Understanding How Responsive Web Design Works

Most experts attribute the idea of responsive web design to a legendary web designer named Ethan Marcotte. In 2011, Marcotte released an article titled “Responsive Web Design.” This article discussed a fairly simple theory relating to how webpages could use CSS media queries to adjust feature sizes, shapes and locations according to the size of each viewer’s screen. Since standard web design revolved around a single 800-pixel page design, it is no surprise that Marcotte’s article gained enormous interest.

If someone took the standard square web design and separated it into four elements, they could be displayed in a simple 2-by-2 grid like the one below.



While that square format works great with a perfectly square screen, what happens when someone views that standard design from a wide-screen television?



The wide-screen viewer ends up seeing either a lot of unappealing empty space on each side of the design or only a portion of the design due to zooming. With responsive web design, the viewer sees something more like this:



Depending on the screen resolution, there may be some empty space on top and bottom, but this provides a much better option than the standard square design. On most cell phones, this same design would adapt to look like this:



In practice, RWD is much more sophisticated than in these examples. Unessential elements, design features, and advertisements can actually be removed when space becomes more valuable on a smaller, more rectangular screen. By allowing all necessary content to be shown in a clean and readable format, RWD offers an excellent experience independent of the device the user views it on.
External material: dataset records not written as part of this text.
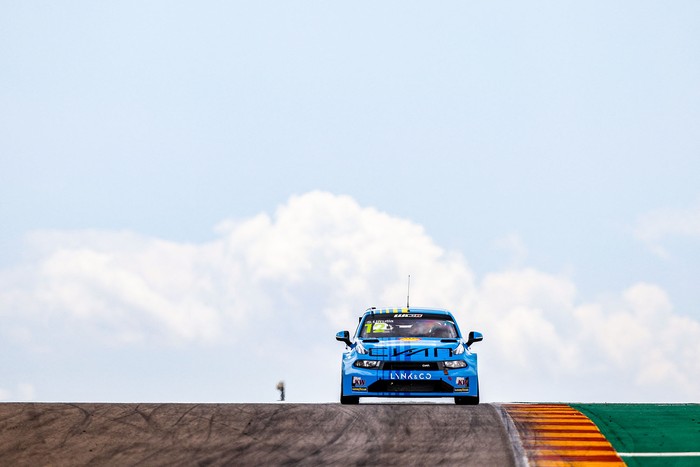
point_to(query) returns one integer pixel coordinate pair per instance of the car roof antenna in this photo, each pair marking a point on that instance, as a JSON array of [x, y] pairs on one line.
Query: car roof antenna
[[408, 294]]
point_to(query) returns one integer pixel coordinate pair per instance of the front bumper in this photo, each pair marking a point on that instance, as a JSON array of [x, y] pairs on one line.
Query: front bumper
[[409, 383]]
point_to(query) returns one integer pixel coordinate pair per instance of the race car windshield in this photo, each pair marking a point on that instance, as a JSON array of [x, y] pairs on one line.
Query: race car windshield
[[408, 325]]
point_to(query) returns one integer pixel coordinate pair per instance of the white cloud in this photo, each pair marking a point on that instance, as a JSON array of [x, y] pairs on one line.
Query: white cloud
[[278, 287], [24, 392], [656, 227]]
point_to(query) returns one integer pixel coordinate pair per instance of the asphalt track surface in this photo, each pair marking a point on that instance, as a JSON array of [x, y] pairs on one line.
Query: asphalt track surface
[[252, 434]]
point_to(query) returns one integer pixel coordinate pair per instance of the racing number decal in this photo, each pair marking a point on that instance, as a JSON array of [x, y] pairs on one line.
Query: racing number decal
[[377, 328]]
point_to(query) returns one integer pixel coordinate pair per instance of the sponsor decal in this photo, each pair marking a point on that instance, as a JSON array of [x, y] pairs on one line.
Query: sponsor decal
[[357, 381], [410, 351], [408, 375]]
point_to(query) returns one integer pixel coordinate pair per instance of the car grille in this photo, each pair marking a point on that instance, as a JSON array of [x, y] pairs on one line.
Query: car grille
[[410, 386], [419, 366]]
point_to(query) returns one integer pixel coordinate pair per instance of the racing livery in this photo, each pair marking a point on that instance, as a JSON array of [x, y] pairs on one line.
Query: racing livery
[[402, 352]]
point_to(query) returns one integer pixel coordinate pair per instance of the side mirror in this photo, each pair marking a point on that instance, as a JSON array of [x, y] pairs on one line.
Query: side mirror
[[474, 337], [344, 336]]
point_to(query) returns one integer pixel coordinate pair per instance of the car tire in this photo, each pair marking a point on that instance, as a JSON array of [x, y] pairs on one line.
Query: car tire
[[468, 400], [347, 399]]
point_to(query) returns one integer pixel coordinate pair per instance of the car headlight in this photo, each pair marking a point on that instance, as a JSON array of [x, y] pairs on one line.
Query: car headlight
[[455, 364], [367, 363]]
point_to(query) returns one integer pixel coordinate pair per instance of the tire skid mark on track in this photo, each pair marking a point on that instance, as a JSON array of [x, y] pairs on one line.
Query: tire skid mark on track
[[571, 440], [251, 434]]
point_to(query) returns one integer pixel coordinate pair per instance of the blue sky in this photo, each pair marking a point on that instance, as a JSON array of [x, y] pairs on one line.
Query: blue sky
[[549, 146]]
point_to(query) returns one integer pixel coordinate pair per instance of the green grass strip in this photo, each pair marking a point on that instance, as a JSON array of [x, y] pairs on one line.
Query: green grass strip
[[649, 428]]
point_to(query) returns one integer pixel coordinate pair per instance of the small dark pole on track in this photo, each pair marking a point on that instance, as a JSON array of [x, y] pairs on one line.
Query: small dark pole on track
[[280, 388]]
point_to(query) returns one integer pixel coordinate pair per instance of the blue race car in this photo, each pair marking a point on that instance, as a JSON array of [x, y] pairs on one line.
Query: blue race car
[[401, 352]]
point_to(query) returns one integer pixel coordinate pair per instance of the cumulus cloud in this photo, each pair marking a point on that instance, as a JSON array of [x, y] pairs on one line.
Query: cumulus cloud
[[658, 226], [23, 392], [277, 287]]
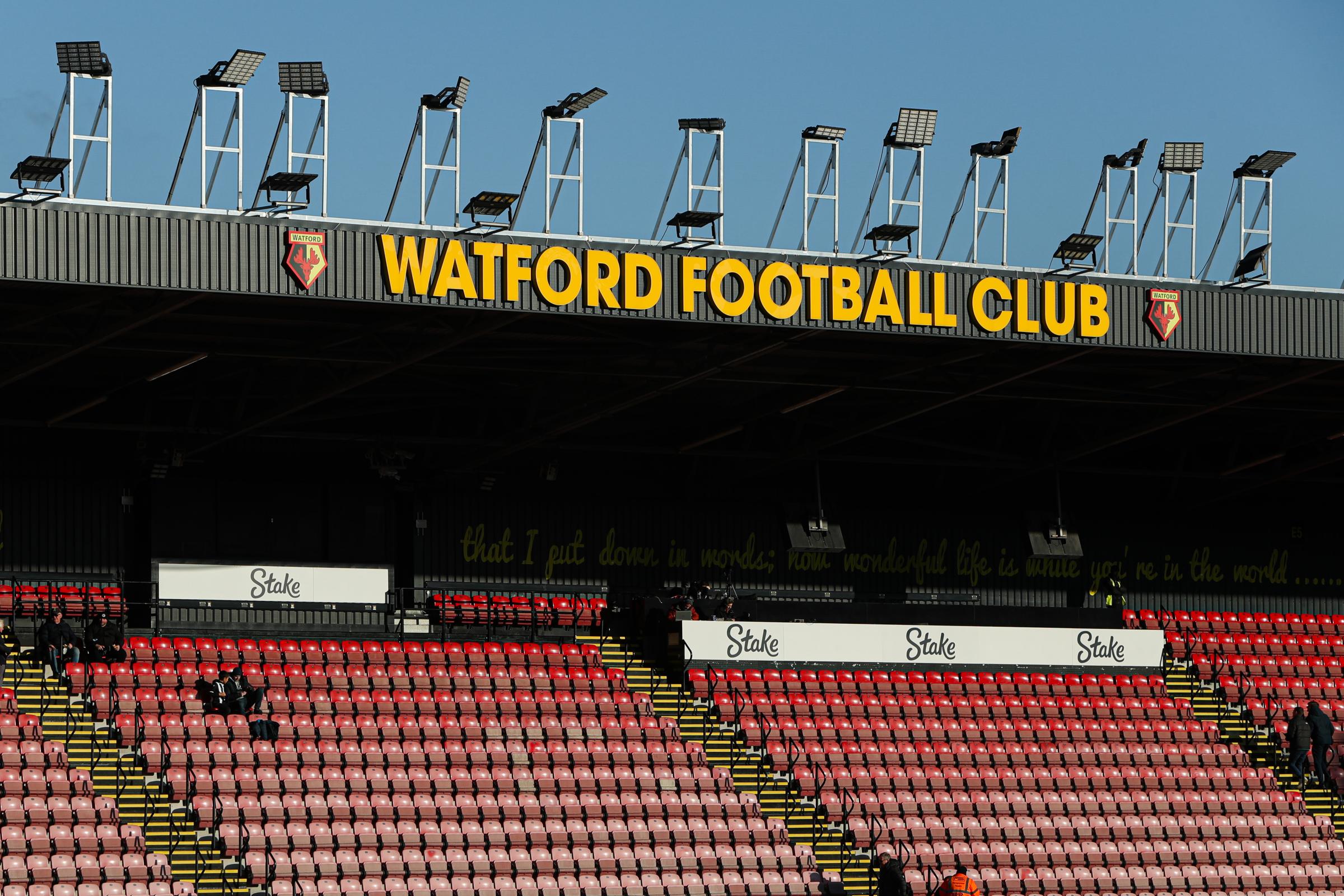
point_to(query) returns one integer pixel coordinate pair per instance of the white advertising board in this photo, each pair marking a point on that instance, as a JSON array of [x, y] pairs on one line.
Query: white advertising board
[[264, 584], [920, 645]]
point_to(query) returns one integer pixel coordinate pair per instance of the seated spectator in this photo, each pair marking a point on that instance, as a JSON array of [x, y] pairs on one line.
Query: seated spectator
[[245, 698], [57, 644], [102, 641]]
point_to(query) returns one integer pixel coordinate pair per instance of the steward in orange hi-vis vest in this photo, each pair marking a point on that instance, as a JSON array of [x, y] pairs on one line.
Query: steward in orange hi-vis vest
[[959, 884]]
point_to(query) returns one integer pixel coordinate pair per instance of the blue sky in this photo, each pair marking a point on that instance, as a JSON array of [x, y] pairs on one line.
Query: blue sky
[[1082, 81]]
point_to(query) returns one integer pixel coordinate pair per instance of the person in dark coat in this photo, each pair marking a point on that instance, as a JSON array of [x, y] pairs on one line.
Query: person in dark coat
[[1323, 735], [102, 641], [892, 876], [8, 647], [57, 642], [1299, 743]]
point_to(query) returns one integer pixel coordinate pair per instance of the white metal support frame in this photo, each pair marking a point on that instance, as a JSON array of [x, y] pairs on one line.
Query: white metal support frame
[[696, 191], [287, 125], [236, 117], [983, 213], [812, 199], [68, 110], [888, 170], [428, 184]]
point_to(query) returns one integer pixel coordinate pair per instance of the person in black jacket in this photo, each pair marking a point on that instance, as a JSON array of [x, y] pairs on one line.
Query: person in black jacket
[[892, 876], [1323, 735], [1299, 743], [8, 647], [57, 642], [102, 641]]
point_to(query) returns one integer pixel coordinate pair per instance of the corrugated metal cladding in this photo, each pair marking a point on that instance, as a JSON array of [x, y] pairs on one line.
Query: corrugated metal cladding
[[158, 249], [538, 544], [61, 527]]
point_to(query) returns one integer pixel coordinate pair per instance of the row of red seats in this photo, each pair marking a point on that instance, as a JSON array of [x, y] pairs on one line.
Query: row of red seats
[[46, 782], [401, 729], [629, 884], [1089, 802], [375, 860], [169, 675], [354, 654], [879, 682], [475, 824], [1159, 851], [73, 601], [85, 868], [380, 702], [1254, 622], [1256, 644], [46, 840], [516, 610], [1035, 778], [153, 888], [58, 810], [982, 730], [429, 782]]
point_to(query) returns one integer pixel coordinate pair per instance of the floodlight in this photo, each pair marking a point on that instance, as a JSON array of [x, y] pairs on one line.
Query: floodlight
[[82, 58], [39, 170], [1130, 159], [998, 148], [699, 124], [890, 234], [913, 128], [1182, 157], [691, 220], [1264, 164], [1077, 248], [234, 73], [1253, 260], [489, 204], [575, 102], [448, 97], [823, 132], [304, 78]]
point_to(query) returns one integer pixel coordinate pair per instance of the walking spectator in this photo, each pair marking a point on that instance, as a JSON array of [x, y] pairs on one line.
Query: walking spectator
[[1299, 743], [8, 647], [1323, 735], [57, 642], [245, 698], [102, 641], [892, 876], [960, 884]]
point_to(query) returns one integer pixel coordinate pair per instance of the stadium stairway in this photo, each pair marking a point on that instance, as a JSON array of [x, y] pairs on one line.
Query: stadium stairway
[[777, 793], [119, 774], [1235, 726]]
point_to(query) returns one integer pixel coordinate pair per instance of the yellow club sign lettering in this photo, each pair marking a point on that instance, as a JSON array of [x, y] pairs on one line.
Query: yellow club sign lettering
[[729, 288]]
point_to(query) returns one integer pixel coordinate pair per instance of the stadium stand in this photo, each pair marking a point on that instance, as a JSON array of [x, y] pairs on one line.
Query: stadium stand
[[427, 767]]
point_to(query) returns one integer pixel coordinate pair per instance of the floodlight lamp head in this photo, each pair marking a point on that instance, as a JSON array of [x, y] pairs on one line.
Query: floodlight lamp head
[[998, 148], [573, 104], [449, 97], [234, 72], [1253, 260], [304, 78], [1130, 159], [82, 58], [1264, 164], [1182, 157], [699, 124], [912, 129], [824, 132]]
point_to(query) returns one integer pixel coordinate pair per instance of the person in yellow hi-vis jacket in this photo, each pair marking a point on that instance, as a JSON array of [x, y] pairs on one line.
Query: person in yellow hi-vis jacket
[[960, 884]]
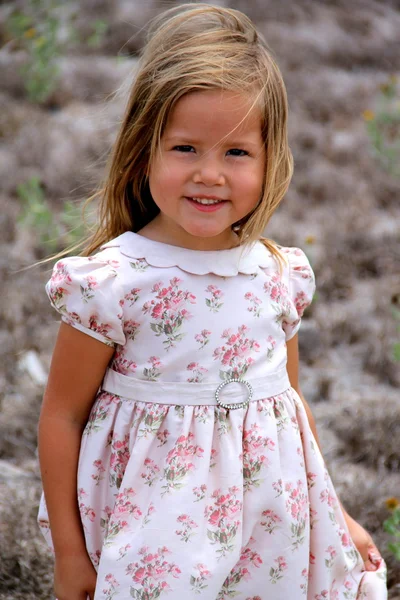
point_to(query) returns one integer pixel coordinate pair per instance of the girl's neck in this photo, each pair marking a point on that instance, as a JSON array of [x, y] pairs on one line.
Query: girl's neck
[[157, 232]]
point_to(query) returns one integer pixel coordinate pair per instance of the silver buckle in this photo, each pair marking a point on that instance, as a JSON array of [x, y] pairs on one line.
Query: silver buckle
[[237, 404]]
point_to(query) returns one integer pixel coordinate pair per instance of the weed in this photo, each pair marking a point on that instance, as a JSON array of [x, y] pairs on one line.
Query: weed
[[53, 231], [383, 127], [44, 35], [392, 526]]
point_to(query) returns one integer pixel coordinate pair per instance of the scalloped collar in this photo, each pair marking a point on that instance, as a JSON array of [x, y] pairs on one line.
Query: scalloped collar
[[225, 263]]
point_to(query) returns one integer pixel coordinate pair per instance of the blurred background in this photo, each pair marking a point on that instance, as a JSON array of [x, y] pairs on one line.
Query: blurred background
[[61, 63]]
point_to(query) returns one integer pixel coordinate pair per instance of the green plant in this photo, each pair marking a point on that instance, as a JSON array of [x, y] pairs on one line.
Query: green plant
[[396, 346], [41, 30], [37, 31], [54, 232], [383, 127], [392, 526]]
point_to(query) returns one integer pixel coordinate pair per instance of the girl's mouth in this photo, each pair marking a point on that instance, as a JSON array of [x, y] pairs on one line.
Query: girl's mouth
[[206, 204]]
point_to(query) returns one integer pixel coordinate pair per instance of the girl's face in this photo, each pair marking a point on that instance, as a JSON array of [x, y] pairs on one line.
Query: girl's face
[[209, 170]]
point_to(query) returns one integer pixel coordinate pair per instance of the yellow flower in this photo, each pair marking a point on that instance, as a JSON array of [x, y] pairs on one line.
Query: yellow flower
[[368, 115], [392, 503], [29, 33]]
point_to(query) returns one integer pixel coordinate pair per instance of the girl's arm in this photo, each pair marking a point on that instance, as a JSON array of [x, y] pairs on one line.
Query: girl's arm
[[77, 369], [360, 536]]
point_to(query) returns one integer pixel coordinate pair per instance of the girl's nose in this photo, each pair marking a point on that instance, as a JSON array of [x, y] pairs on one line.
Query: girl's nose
[[209, 172]]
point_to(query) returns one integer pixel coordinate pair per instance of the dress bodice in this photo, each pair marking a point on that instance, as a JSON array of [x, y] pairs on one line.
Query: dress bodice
[[175, 314]]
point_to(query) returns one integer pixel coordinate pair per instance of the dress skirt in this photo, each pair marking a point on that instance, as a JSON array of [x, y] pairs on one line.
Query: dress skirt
[[183, 498]]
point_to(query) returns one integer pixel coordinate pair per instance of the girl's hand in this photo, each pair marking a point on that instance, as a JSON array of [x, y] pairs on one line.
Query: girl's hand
[[74, 578], [364, 544]]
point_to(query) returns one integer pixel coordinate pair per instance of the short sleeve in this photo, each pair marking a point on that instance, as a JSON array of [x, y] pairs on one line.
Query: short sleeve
[[86, 293], [301, 289]]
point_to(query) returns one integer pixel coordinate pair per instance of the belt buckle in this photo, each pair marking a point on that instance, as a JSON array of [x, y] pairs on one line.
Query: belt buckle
[[237, 404]]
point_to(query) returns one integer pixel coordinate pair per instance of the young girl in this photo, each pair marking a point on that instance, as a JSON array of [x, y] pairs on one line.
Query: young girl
[[179, 458]]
When professionally implemented, responsive web design goes above and beyond the user experience. It actually saves hours of time on maintenance and content creation, but most importantly, it also improves a site’s SEO. All of the major search engines, including Google, put a high value on a metric called “bounce rate.” This metric measures the portion of viewers that visit your webpage only to leave after a few seconds. Multiple studies have proven that users avoid standard web designs when viewing them on a mobile device, and with more and more people using their mobile devices to surf the web, the importance of RWD is only increasing when it comes to “bounce rate.”

In fact, Google officially recommends responsive web design as a best practice in the web design industry. RWD makes it easier for search engine spiders to crawl and organize content. It also helps to eliminate errors when sharing and linking content across the web, an ability the search engines love!

All of the best ecommerce platforms, media-focused sites, multilingual website designs and other web page types use responsive web design to enhance the user experience. RWD has become the standard in the future of web design.